Weather records show the winter of 2025-2026 clustered near historic extremes across much of the state.
By Jacob Olness MONTANA FREE PRESS
Think it’s been a warm winter? You’re not imagining it. An analysis of National Weather Service data by Montana Free Press shows five of Montana’s seven largest cities have recorded daily highs this fall and early winter more than 8 degrees above normal on average, with records for specific days continuing to be set into early February.
In Billings, Bozeman, Great Falls, Helena and Missoula, the average daily high temperatures from November through January were warmer than any previous winter in weather data dating back to the mid-20th century. Two additional cities where weather logs have been kept for more than a century, Butte and Kalispell, also came close to breaking their records.

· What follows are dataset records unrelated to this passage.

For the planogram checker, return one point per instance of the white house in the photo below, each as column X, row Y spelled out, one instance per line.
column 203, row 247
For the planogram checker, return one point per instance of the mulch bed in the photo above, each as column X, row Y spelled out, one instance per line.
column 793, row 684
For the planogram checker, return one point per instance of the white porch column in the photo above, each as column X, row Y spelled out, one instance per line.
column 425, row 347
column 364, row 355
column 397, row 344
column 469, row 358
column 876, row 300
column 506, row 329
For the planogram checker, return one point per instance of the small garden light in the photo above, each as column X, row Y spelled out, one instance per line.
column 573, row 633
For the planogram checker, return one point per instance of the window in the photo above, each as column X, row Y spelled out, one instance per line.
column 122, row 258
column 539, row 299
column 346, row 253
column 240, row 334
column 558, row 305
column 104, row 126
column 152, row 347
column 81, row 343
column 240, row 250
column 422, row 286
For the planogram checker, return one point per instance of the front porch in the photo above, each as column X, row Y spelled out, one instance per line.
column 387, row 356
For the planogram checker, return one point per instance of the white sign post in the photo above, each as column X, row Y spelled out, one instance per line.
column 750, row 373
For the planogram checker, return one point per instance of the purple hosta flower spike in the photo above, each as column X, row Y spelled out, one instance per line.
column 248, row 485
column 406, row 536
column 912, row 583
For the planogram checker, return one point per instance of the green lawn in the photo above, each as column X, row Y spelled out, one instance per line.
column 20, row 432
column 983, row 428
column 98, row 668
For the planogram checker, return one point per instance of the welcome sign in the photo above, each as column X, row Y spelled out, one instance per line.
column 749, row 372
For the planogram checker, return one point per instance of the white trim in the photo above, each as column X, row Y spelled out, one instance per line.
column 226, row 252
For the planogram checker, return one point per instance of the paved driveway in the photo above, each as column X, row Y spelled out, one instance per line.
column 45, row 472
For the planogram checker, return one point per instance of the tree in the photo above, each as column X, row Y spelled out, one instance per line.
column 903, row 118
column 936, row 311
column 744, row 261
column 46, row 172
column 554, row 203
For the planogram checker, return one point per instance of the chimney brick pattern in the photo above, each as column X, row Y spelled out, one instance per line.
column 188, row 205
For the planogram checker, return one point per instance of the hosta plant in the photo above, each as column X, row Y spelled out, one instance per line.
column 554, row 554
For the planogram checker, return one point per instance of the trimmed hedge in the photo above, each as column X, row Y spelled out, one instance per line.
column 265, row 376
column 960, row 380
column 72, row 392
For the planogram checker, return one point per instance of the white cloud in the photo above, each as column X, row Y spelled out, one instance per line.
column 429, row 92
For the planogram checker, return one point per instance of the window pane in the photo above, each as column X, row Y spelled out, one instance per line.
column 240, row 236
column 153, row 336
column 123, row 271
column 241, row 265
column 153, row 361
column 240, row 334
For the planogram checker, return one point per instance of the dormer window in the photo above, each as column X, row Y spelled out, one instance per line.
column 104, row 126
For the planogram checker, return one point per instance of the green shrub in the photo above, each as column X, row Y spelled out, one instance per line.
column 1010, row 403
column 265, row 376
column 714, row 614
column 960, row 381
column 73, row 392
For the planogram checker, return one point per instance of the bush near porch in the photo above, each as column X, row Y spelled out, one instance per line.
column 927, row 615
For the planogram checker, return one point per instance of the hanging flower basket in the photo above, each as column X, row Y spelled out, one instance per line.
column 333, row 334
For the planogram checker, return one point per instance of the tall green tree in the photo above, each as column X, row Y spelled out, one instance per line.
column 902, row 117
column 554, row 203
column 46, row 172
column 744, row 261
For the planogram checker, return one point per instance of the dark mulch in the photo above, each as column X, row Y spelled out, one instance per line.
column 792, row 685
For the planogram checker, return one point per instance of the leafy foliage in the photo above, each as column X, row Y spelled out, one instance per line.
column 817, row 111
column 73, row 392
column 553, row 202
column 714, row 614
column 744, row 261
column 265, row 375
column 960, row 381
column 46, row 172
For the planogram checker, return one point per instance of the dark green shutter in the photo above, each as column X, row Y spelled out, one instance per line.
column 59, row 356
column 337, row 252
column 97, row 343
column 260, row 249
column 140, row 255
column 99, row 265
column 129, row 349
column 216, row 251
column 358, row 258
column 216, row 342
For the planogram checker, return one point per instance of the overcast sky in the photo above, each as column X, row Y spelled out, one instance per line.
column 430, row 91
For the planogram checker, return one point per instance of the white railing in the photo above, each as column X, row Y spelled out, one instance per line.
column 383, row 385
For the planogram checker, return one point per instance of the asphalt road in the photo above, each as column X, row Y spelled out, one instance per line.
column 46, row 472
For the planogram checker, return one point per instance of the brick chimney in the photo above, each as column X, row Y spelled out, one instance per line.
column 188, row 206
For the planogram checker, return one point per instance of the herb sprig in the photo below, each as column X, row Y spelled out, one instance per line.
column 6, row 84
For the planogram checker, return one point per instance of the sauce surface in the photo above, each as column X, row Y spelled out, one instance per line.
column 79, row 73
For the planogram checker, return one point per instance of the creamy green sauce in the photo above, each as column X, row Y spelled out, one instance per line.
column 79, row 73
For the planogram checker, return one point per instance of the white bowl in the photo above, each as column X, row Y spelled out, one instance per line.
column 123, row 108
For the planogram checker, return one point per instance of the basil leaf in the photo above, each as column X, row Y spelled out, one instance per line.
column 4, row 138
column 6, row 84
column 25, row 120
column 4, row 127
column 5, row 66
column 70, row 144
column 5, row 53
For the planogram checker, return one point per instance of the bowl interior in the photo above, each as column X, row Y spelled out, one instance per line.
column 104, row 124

Trent Smith, meteorologist with the Missoula office of the National Weather Service, said in an interview on Thursday that “so far the [western side of Montana] is on par with one of its warmest winters on record” and other than the state’s northeast corner, he said, it’s been a “top-five warmest” winter in most communities.
Northern Montana’s Glasgow, for example, remained closer to long-term norms, representative of other communities in that corner of the state. Smith attributed that to the region being “more exposed” to arctic air due to its latitude and the lack of terrain to break up the jet stream.

The unusually warm winter has already had tangible effects across the state. In northwestern Montana, unseasonably high December temperatures melted snowpack and contributed to flooding in communities such as Libby. Elsewhere, ski areas across the state have reported snowpacks well below average and many, if not nearly all, of the runs closed.
Across much of the state, the warmth was widespread and persistent. In Billings, where National Weather Service records date back to 1948, the average daily high from late fall to early winter was 47 degrees. That’s 1.4 degrees warmer than the city’s previous high-water mark, set in 1999 — and 9 degrees higher than typical.
Bozeman experienced the most dramatic departure from previous winter records. The average daily high for the November-January period there, 45 degrees, exceeded the historic average by 10 degrees and the next-warmest winter on record since 1941 by 3.5 degrees. Temperature data indicate that three of Bozeman’s warmest winters have happened in the last five years.
In Great Falls and Helena, where records extend back to the late 1930s, winter temperatures were more than 10 degrees above historic norms. Missoula also saw record-high temperatures, with its November-to-January average high 8 degrees above its historic average of 34 degrees and several degrees warmer than the previous record.